Carolina’s players, said Munnerlyn, feel like they have to control what they can in order to win, because even if they win out, their postseason future is still out of their hands.
Rivera’s move to take over the defensive play-calling showed that he too wants to control as much as he can, with so much of the Panthers’ — and perhaps even his — fate looking murkier with each loss.
But in order for him to do so, others will assume more responsibility, and some parts will move a little bit differently.
Defensive adjustments, team adjustments
Rivera smiled at the prospect of one of his duties on Sunday, which is to communicate, via Russ, more with Kuechly than he does on a regular basis.
Kuechly already has a lot of responsibility. He even has the autonomy to change the call, make checks and stunt with the defensive line.
Most importantly, he does all of the “thinking,” so other guys don’t have to. Rivera said he wants his defense to play fast and limit mistakes, which he says happens by thinking less about each play.
“I got to watch probably the greatest middle linebacker in my era, Mike Singletary, do it,” Rivera, a former Chicago Bears linebacker, said. “And the thing that was most impressive to me, and I see similarities in Luke, is the way Mike got the information to everybody on the field. Mike could literally tell every (one of them) what they were supposed to do pre-snap. And when you know what you’re supposed to do, you play fast.”

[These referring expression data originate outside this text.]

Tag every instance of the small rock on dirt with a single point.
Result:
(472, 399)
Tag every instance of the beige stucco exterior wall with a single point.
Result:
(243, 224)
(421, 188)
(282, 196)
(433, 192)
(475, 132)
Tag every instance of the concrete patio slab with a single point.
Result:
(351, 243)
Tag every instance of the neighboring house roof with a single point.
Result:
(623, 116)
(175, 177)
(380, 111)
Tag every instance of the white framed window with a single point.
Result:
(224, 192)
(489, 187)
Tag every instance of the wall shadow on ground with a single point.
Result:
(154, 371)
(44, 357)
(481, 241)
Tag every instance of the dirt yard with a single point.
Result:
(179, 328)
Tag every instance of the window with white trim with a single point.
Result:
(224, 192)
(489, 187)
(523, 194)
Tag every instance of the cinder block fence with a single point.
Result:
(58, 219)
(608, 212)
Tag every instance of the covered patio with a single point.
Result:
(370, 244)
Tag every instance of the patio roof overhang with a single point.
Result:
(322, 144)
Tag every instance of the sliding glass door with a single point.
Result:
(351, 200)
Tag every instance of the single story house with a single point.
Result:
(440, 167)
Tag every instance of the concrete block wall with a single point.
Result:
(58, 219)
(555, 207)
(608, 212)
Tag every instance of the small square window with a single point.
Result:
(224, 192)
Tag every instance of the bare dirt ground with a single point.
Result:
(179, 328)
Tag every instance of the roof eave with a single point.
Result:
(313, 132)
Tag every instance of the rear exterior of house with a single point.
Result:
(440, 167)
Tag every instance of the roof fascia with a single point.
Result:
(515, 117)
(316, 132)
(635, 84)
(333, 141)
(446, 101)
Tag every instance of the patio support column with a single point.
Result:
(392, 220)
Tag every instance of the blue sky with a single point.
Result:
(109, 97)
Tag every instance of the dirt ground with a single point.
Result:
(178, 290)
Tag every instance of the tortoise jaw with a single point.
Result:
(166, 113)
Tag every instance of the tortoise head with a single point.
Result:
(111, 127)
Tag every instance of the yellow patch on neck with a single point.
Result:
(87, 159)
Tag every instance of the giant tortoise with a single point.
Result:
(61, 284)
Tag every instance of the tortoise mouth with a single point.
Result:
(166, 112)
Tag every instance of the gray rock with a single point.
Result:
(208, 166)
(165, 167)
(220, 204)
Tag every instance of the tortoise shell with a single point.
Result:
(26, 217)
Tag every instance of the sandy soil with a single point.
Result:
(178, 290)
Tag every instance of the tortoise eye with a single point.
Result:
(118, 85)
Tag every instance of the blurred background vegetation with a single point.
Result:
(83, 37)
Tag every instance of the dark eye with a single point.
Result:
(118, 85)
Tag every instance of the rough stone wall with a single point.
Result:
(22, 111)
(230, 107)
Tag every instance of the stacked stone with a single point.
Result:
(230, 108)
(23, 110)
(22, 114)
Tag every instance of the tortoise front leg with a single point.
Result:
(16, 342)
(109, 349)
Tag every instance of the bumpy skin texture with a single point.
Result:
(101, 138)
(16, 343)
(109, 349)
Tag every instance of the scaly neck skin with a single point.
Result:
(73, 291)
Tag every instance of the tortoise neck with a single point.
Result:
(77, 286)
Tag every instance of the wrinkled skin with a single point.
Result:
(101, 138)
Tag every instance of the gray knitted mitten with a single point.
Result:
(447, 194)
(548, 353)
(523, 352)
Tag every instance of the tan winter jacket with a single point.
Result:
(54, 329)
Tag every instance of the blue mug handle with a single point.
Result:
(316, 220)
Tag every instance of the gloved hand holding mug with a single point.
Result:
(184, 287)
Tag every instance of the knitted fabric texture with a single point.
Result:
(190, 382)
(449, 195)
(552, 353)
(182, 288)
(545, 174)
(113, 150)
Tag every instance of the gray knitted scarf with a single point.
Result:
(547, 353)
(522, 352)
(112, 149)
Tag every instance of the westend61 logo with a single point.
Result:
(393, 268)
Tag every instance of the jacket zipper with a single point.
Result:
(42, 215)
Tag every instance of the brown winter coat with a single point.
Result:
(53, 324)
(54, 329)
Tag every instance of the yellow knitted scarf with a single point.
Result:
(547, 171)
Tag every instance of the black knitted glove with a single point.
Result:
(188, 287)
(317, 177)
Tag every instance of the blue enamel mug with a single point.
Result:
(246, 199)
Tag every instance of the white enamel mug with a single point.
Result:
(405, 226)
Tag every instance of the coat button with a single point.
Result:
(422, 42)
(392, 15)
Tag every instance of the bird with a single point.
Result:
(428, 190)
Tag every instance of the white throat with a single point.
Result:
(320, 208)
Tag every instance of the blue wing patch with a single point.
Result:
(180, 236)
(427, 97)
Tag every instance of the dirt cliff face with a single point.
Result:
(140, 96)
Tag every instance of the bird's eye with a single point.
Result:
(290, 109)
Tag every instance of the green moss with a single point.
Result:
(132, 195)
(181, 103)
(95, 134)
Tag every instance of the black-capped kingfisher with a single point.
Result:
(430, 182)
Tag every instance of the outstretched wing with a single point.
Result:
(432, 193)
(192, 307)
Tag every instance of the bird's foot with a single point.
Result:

Others on the sideline will see their roles increase, too.
Assistants who help with time outs and clock management will be thrust into the spotlight with Rivera’s focus largely elsewhere. The Panthers’ defensive staff will also have to adjust situationally, like it did Sunday, should Rivera get drawn into something that requires his full attention.
“Those are all things that I ask those guys to speak up, to give more information,” he said. “They have to be more aware. And I’m asking a lot of a lot of guys ...
“(Sunday) something happened and I had to deal with the referees, and Eric (Washington) went ahead and took over, went right back into play-calling mode, and then I came right back. But that’s what will be expected, everyone will have to be a bit sharper.”
On Sunday in Cleveland, Rivera will even find himself in a “throwback” game of sorts as the Panthers try to snap a four-game losing streak.
Because he’ll have so much on his plate as head coach and defensive play-caller, Rivera will give up almost complete offensive control to coordinator Norv Turner.
The stakes are different now, though. Before last week’s loss in Tampa Bay, a report by CBS Sports’ Jason La Canfora said new owner David Tepper had grown frustrated with the repeated losing, and said Tepper might consider making organizational changes including at head coach.
Rivera didn’t want to comment on the report, but the next day, he publicly assumed Washington’s play-calling duties for the rest of the season and fired two defensive assistants, after a meeting with Tepper and general manager Marty Hurney.
When Rivera was a defensive coordinator in San Diego, Turner called the offensive plays as the head coach. The Chargers’ 13-3 season in 2009 helped solidify Rivera’s status as a future head coach.
Rivera, in a “defensive coordinator” role, could again find his future decided by how he performs in it.